Is it naïve not to be afraid? My philosophy has always been that there is very little I am not prepared to lose, so little that would be worth more than the freedom and pleasure of living life to the fullest. I have often said to myself that even if something was to happen now, it’s all been amazing and beautiful so far. And if my phone is stolen, well that would suck if it’s when I really need it.. but it’s just a phone and all my data is backed up. Get over it.
So what is my preferred response to danger, then? I have always been the calm mediator. In high school dramas, in nightclub fights, when things got rough and I needed to take charge. I talk, I raise my voice, I separate people who are fighting and I respond to those who directly have threatened to hurt me, but I never scream and I rarely respond with anger. I have always gone by the idea that “I instantly lose if I let myself get provoked, it’s a useless waste of energy…” And when in apparent danger, reasoning and a calm confidence, even if faked, has been working out for me so far.
Which is probably why my biggest fear apart from mosquitoes is zombies. Haha, no, not really.. but almost. My biggest fear, the people I occasionally meet in nightmares and who always freak me out – are those who are blinded by something. It could be a heavy drug, it could be dehumanising hatred, it could be extreme desperation. Things that have dragged the person to an extreme low where I no longer can reason as a human being as I have no value other than what that person needs from me. So facing those characters rarely happens.. but when it does I get badly hurt before I find my escape, and then I wake up crying.

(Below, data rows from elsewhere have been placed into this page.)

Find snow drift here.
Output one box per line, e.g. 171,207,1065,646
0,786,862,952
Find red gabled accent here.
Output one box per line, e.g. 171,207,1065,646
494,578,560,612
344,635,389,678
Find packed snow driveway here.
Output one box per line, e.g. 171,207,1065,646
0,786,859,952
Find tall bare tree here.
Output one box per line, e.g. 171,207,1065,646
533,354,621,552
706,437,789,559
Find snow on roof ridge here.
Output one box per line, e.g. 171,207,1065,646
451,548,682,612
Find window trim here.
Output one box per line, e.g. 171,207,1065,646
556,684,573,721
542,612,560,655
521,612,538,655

Lara comes back to me in those moments. “What happened?” she says. “You were supposed to be strong and independent!” and I watch Tarantino’s powerful women and I’m amazed by their ability to defend themselves against that one very mean man who wants to do them harm.
“Theres a fun kickboxing class over there” a colleague pointed. I finally have some sort of routine over here, or at least I know I will be living in the same city for a couple of months ahead which is amazing. So I went to ask for schedule and prices, and the teacher sat down with me to have a talk. “What do you actually need?” he said. What happened next is a blur of “My mission is to know that you can use your own body to protect yourself at all times.” “I need you to be an empty glass that I can fill with skills and knowledge over the coming 5 months.” and “You will feel like you want to throw up, it will be painful, but you will thank me later.”

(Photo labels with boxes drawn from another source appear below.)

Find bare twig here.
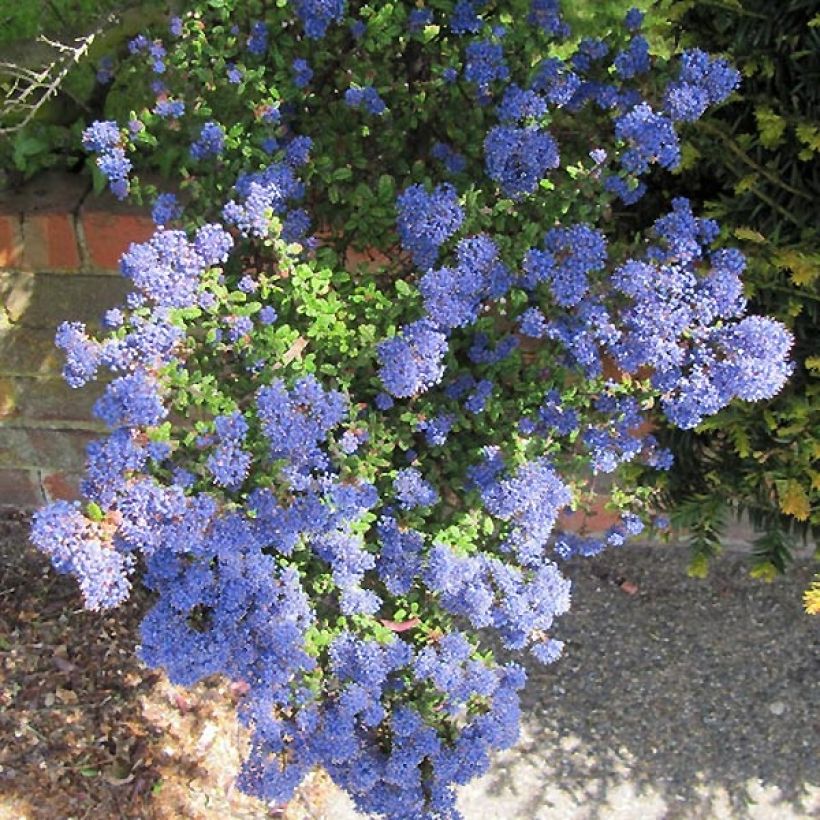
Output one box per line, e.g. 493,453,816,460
0,13,119,136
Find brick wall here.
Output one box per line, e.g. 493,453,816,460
0,173,152,508
0,173,617,531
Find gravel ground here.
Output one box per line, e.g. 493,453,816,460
0,510,820,820
327,546,820,820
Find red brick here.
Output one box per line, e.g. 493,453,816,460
82,210,155,270
558,497,621,535
0,213,23,268
23,213,81,271
0,470,45,509
42,472,80,502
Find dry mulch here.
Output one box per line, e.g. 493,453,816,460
0,512,329,820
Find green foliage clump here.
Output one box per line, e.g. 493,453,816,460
652,0,820,578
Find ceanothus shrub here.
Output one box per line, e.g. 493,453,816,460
32,0,791,818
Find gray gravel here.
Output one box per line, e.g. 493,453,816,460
326,546,820,820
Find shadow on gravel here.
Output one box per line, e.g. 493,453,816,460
480,546,820,820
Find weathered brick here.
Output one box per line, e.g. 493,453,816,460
0,213,23,268
81,208,155,271
0,325,64,376
558,497,620,535
0,470,45,509
0,273,130,330
0,171,91,214
0,376,103,426
23,213,81,271
0,427,99,472
42,471,82,502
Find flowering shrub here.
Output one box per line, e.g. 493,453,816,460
32,0,791,818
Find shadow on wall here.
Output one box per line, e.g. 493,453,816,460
0,174,149,508
470,546,820,820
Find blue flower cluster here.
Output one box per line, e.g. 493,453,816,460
419,234,512,330
378,320,447,398
191,120,225,160
83,120,132,199
484,125,559,199
464,40,510,100
664,48,740,122
32,0,792,820
396,184,464,269
293,0,345,40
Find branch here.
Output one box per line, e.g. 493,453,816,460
0,13,119,136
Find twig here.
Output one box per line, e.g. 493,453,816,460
0,13,119,136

“Tailored, personal, twice a week, mixed martial arts, military skills and self defence.” And then I got my own Shotokan Karate uniform. And a white belt. Karateka, he calls me.
My first class was hard. My Shihan is apparently one the highest graded karate masters in the world, with several world champion titles. (Which I Googled by the way, because he’s also very humble.) We did hundreds of situps and then he showed me how to punch, and asked me to hit him. “Harder!”
“You will need to cut those beautiful nails, they will cut you when you punch.” noted and felt.
My entire body struggled against the notion of inflicting pain on another being. “We are all one” was going through my mind and I just wanted to give somebody a hug and chant ohm like there was no tomorrow. “I’m your aggressor, if you don’t hit me like you mean it you won’t be able to in real life either.” And that’s when I knew what my preferred response is: non-violent communication. I’m a communicator. That’s what I do. I have too much love for people, and I’m completely sold for the notion that we are all one. If I punch you, I punch myself.. and a good friend. Don’t be mad, we can talk about it!
Two hours later after learning how to shout to ten i japanese, punching, standing, situps, planks, and after Shihan had almost pressed me down into a split, we sat down and had a proper talk while I was trying to figure out whether I’m still alive or not..
Shihan told me about the philosophy of Shotokan karate, how in daily life one’s mind and body should be trained and developed in a spirit of humility.. but that in critical times, one should be devoted utterly to the cause of justice and self defence.
“Your first blow is the only one you have, there is no space for another chance. You need to be able to turn on that kill switch when necessary.”
So we spoke, and the ideas and my own realization of who I am sent my mind off spinning.. the teacher was trying to explain how not all people have good intentions and how some people don’t think before using a knife to kill. I read those stories in the newspapers here daily.. teenagers stabbed to death in the face multiple times, by classmates.. I know all of that.. I just don’t feel like a target. And even if I do, it’s not worth it. My body doesn’t want to hurt anybody.
And then I got it. My key to provocation. The times when I actually can respond with violence and aggression is when I dream that I am protecting somebody else from harm. Usually it’s my poodle, funnily. Or a friend. Or just somebody who is weaker. Then I can be strong, angry and violent.
So it will have to be either that I visualize that there is a cute baby koala behind me, or that I’m being attacked by a zombie. And I will cut my nails, but I will paint them in cute colours.
Wait.. what? Yeah, sorry – a million thoughts, I warned you.
“I need these silly details to ground me” I said. “I want my femininity, I want to surround myself with beautiful items, I want to paint my nails.. I didn’t do all this before and I don’t really care – but I do it to keep a bit of myself in this detached environment, to not fall into a ‘whatever’ mode just because I’m in dust and heat and far from friends.. to get by and enjoy myself. Beauty is a pleasure. My body is my temple. Does any of this mane any sense?” he listened, and he nodded. “Hai.”
“Your knuckles will get red and bruised though, and that’s another form of beauty.”